Unsaturated fatty acids (UFA) may be related to glycometabolism. While associations between UFA intake (especially their subtype) and prediabetes or type 2 diabetes mellitus (T2DM) need to be further studied. In this study, we aimed to evaluate the potential relation of UFA with prediabetes and T2DM.

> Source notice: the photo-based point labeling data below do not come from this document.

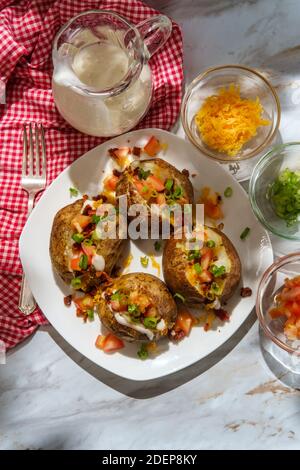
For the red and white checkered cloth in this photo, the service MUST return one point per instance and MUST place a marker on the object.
(27, 29)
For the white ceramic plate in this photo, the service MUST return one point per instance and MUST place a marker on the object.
(86, 174)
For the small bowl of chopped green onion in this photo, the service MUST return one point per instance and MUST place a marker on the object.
(274, 190)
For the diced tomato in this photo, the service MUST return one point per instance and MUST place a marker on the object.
(213, 211)
(152, 147)
(206, 257)
(295, 308)
(81, 221)
(161, 199)
(89, 250)
(184, 322)
(84, 303)
(140, 187)
(291, 294)
(109, 343)
(276, 312)
(111, 182)
(118, 305)
(205, 276)
(100, 341)
(150, 312)
(155, 182)
(74, 264)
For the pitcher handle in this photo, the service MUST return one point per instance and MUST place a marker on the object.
(155, 32)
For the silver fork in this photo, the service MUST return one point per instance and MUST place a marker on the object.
(33, 181)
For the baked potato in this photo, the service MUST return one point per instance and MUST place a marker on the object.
(206, 275)
(78, 254)
(154, 181)
(138, 307)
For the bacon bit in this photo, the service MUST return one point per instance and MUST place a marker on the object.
(88, 230)
(177, 335)
(68, 300)
(222, 314)
(116, 271)
(152, 347)
(117, 172)
(86, 209)
(104, 278)
(155, 264)
(128, 261)
(100, 196)
(137, 151)
(246, 292)
(209, 321)
(152, 147)
(91, 212)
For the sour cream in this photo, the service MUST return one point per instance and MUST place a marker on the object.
(141, 329)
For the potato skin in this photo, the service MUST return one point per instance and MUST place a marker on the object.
(152, 287)
(174, 265)
(125, 187)
(61, 243)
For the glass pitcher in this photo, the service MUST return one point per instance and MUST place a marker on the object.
(101, 83)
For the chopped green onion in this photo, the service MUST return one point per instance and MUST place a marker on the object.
(177, 193)
(214, 287)
(198, 268)
(144, 261)
(88, 242)
(284, 194)
(83, 262)
(169, 184)
(228, 192)
(95, 237)
(193, 254)
(157, 246)
(179, 296)
(143, 352)
(245, 233)
(116, 295)
(77, 237)
(90, 313)
(96, 219)
(187, 209)
(150, 322)
(217, 271)
(73, 192)
(133, 309)
(76, 282)
(142, 174)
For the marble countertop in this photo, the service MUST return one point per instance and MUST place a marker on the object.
(53, 398)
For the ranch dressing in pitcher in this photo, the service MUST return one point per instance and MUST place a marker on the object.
(98, 66)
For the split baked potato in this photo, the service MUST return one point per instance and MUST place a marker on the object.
(154, 181)
(138, 307)
(208, 274)
(78, 254)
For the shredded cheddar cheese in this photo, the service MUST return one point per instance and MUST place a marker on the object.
(227, 122)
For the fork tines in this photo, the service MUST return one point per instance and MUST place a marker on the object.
(34, 151)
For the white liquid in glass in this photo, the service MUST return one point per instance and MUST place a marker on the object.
(100, 65)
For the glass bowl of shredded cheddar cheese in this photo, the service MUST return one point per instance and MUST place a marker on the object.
(230, 113)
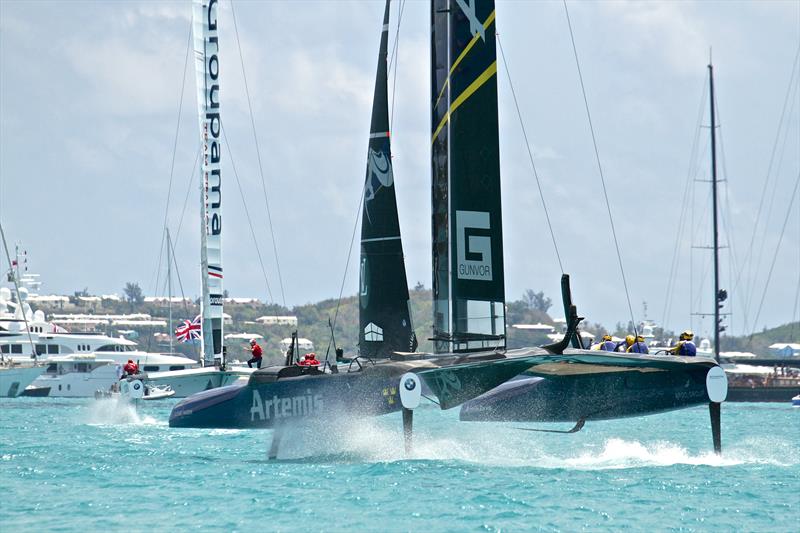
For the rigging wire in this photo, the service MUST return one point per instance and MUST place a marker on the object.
(600, 169)
(769, 210)
(797, 291)
(364, 186)
(690, 176)
(775, 255)
(247, 214)
(530, 154)
(188, 192)
(174, 151)
(747, 263)
(258, 154)
(392, 63)
(349, 254)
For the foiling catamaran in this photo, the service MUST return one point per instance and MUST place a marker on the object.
(469, 302)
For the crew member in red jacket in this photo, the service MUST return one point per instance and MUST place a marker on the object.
(255, 350)
(130, 368)
(310, 359)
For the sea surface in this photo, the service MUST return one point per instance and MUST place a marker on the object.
(87, 465)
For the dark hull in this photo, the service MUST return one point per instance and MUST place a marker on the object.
(762, 394)
(589, 397)
(36, 392)
(261, 406)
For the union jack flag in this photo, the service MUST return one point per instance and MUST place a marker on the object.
(189, 330)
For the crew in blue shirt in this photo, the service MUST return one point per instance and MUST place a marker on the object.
(639, 346)
(606, 345)
(686, 345)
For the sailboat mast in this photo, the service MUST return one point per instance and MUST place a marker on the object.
(205, 29)
(716, 298)
(169, 287)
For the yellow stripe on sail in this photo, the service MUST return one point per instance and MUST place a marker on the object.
(474, 86)
(463, 54)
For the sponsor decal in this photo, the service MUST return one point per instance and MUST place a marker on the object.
(212, 127)
(473, 245)
(364, 282)
(475, 25)
(276, 407)
(373, 333)
(390, 393)
(379, 174)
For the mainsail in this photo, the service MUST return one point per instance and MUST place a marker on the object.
(206, 54)
(468, 285)
(384, 316)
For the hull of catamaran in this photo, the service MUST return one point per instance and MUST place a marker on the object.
(290, 393)
(188, 382)
(598, 392)
(14, 379)
(257, 405)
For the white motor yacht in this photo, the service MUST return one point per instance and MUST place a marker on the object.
(15, 377)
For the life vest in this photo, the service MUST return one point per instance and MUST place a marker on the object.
(638, 347)
(608, 346)
(688, 349)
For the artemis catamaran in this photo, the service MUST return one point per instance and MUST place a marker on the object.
(469, 299)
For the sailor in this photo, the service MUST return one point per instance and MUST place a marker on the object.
(255, 351)
(685, 345)
(623, 346)
(310, 359)
(130, 368)
(639, 346)
(606, 345)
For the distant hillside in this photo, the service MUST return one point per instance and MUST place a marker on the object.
(312, 321)
(760, 342)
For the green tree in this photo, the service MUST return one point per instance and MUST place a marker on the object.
(537, 301)
(133, 293)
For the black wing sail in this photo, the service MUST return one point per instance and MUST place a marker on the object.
(468, 284)
(384, 315)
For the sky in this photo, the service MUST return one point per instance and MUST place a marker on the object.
(90, 94)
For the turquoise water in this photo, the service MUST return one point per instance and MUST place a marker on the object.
(86, 465)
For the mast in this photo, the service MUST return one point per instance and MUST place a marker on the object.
(717, 295)
(467, 236)
(206, 52)
(385, 324)
(169, 288)
(15, 275)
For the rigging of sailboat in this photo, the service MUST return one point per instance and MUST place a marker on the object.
(469, 314)
(601, 387)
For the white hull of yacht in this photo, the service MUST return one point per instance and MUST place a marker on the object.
(79, 384)
(14, 379)
(188, 382)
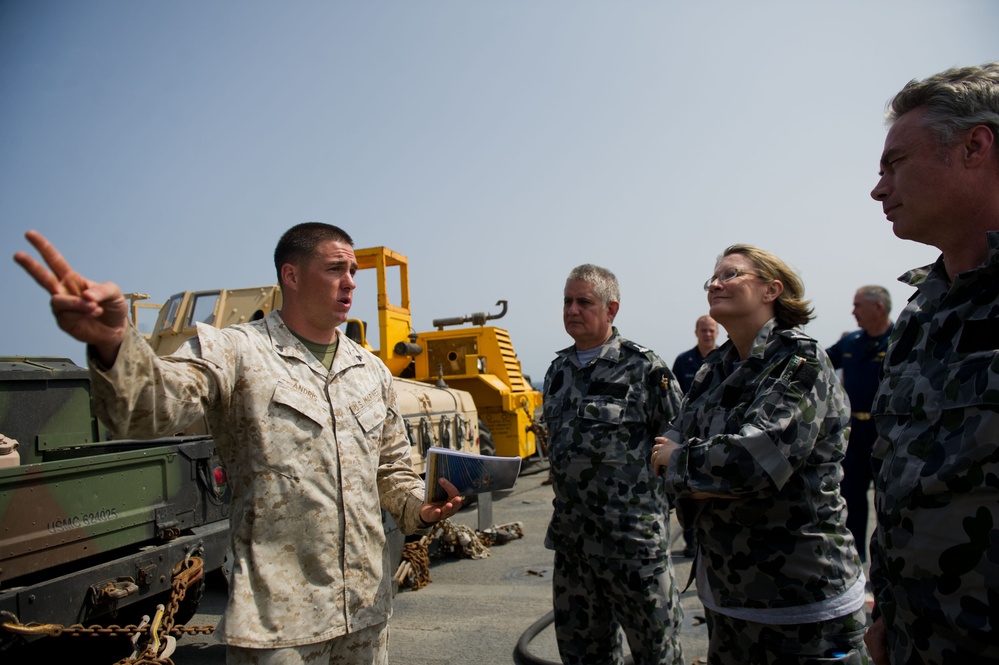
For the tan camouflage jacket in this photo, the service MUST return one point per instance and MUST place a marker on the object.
(935, 563)
(310, 456)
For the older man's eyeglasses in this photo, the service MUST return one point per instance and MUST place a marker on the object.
(726, 276)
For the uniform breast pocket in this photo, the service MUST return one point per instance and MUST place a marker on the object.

A total of 16,290 adults aged older than 18 years from the National Health and Nutrition Examination Survey (NHANES) from 2005 to March 2020 were included in the present analysis. Dietary intake was assessed by two day, 24-hour dietary recalls and daily intake of total monounsaturated fatty acids (MUFA) and polyunsaturated fatty acids (PUFA); four specific fatty acids of MUFA and seven specific fatty acids of PUFA were calculated. Prediabetes and T2DM were diagnosed by fasting glucose, glycohemoglobin, and self-reported medication or insulin. Rao–Scott modified chi-square tests, the Taylor series linearization method, and multivariable logistic regression analyses were applied to analyze the associations of dietary MUFA and PUFA intake with diabetes risk.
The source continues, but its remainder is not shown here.